One factor that may improve diastolic dysfunction in T2DM is the use of sodium-glucose cotransporter 2 inhibitors (SGLT2i). Multiple studies have shown improvement in LV diastolic function within 3 months of therapy [34, 35]. These studies assessed the effect of these medications and found improvement in E/e′ in patients prescribed SGLT2i. LA function parameters were not specifically assessed in these studies but would be an interesting focus of future analysis.

A major concern for using LA function as a reliable assessment of diastolic function is the inter and intra observer variability. It is important to note, that echocardiography is a reliable method to assess LA functional parameters [36]. In our study the initial LA measurements were reanalyzed by multiple imaging trained pediatric cardiologists with no significant discrepancies.

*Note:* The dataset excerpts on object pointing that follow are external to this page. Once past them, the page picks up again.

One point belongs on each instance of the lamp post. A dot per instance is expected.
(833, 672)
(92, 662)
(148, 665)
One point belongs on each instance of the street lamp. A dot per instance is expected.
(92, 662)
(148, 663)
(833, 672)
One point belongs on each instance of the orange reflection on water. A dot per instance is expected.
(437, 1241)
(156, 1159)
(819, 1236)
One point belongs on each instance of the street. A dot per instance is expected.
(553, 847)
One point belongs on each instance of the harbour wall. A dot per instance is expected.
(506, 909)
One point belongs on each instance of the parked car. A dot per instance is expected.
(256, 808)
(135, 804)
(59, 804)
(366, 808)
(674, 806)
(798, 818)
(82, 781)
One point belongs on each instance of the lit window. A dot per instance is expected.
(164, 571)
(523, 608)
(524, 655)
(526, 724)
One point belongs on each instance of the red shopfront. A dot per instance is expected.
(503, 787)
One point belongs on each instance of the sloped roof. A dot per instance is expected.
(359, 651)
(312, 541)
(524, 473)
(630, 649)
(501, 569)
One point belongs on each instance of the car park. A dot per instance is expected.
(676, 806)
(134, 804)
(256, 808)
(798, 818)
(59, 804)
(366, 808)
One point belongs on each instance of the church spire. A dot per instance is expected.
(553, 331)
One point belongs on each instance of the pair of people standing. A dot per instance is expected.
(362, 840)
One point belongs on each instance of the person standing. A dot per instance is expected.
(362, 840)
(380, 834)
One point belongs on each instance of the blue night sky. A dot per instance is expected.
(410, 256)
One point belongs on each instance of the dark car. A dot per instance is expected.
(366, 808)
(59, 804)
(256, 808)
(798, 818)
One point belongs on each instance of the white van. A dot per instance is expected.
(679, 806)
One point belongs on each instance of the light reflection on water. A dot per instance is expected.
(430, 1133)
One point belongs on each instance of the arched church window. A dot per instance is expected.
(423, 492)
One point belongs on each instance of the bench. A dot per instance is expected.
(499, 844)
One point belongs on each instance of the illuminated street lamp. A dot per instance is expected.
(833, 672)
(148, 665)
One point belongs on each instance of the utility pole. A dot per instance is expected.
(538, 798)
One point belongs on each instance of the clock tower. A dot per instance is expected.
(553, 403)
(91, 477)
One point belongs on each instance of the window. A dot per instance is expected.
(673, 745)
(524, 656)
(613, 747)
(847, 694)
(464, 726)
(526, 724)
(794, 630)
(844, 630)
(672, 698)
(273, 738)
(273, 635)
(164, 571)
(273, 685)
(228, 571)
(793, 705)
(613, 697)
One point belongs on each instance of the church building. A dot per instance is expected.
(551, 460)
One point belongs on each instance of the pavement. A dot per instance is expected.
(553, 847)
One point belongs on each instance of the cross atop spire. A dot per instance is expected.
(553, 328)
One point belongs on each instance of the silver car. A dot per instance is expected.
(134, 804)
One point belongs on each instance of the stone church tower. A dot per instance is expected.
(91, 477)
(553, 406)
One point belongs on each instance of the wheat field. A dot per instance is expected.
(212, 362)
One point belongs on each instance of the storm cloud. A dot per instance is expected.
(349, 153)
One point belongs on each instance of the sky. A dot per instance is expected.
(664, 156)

These aforementioned studies are important for children and young adults such as those in our study population, who currently are asymptomatic but considered at higher risk for development of atrial fibrillation and diastolic heart failure. Clinically, the implications of our study are relevant, even in the absence of longitudinal follow up data due to the noted literature of the negative effects of obesity and T2DM on diastolic function in adults [18, 19, 32, 33]. Thus, pediatric and adult cardiologists can expect progression to abnormal diastolic function and LA functional data may aid efforts for early detection of diastolic function abnormalities in this young patient population. From a practical standpoint, this information may help inform the patients and families about the adverse effects of obesity on the cardiovascular system.

Limitations

There were several limitations to our study. Firstly, this was a single center retrospective study. Secondly, there is a lack of outcome data owing to the grant for the initial study ending. The majority of the patients in this study had normal diastolic function, despite differences between the groups and this may be perceived as a limitation of clinical impact, however, given the young age of the patients in this study, the trend towards abnormality is concerning that many of these patients will progress to abnormal diastolic function at a young age. We also could not include tricuspid regurgitation velocity, a known important marker of diastolic function in our assessment as most of our subjects had trivial tricuspid regurgitation insufficient to assess right ventricular pressure. An important question we could not answer from this data, is whether the LA function and strain became abnormal prior to the mitral and tissue Doppler markers, as that would support our theory that LA strain may be the first marker of diastolic dysfunction in this patient population. Additionally, the causes of HFpEF are multifactorial including age and additional comorbidities which limits our abilities to make definitive conclusions. Finally, although the initial studies were evaluated by two pediatric cardiologists, we did not perform a formal statistical analysis for reproducibility in our study as measuring atrial strain has been validated by previous studies [37].

Conclusions

Abnormal diastolic function measures were detected in adolescents and young adults with obesity and T2DM. LA function and strain analysis were able to detect evidence of decreased reservoir, conduit, and booster atrial function in these subjects although LA volume was normal. LA function measures were associated with diastolic function measures and predicted subjects in the worst 25th percentile of diastolic function measures. The use of LA function strain may provide early detection of diastolic function abnormalities.